La simple remise d’un coupon de transport aux employés a été jugée insuffisante. En revanche, l’employeur a respecté son obligation de faire cesser le harcèlement une fois qu’il en a été informé, en mettant rapidement fin au contrat du consultant.

Cette affaire démontre que l’inaction ou l’insuffisance des mesures préventives peut engager la responsabilité de l’employeur, même lorsque l’acte violent est commis par un tiers externe (consultant, fournisseur, contractuel) et même lorsque l’agression survient à l’extérieur des lieux contrôlés par l’entreprise. Le Tribunal souligne que l’absence de contrôle de la consommation d’alcool et l’omission d’assurer un retour sécuritaire constituent des manquements sérieux à l’obligation de prévention.

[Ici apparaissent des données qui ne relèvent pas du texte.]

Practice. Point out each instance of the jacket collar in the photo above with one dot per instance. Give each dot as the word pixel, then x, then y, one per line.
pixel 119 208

Sur le plan pratique, les employeurs devraient notamment :

  • diffuser leur politique de harcèlement psychologique auprès de toutes les personnes présentes aux activités (employés, cadres, consultants, contractuels) et la faire respecter par ces personnes;
  • rappeler explicitement les comportements attendus et la tolérance zéro à l’égard de toute forme de violence, y compris à caractère sexuel;
  • encadrer strictement la consommation d’alcool, tant dans la quantité offerte que dans sa distribution;
  • mettre en place des mesures concrètes de retour sécuritaire, adaptées aux circonstances (transport organisé, accompagnement, suivi actif en fin d’événement);
  • former les gestionnaires et les organisateurs d’événements afin qu’ils soient en mesure de reconnaître les situations à risque et d’intervenir efficacement.

Enfin, cette décision rappelle que la prévention du harcèlement psychologique est indissociable de la protection de la santé psychologique et de la sécurité des travailleurs. Elle impose aux employeurs une approche proactive et rigoureuse, particulièrement lors d’activités sociales où les frontières entre vie professionnelle et vie personnelle tendent à s’estomper.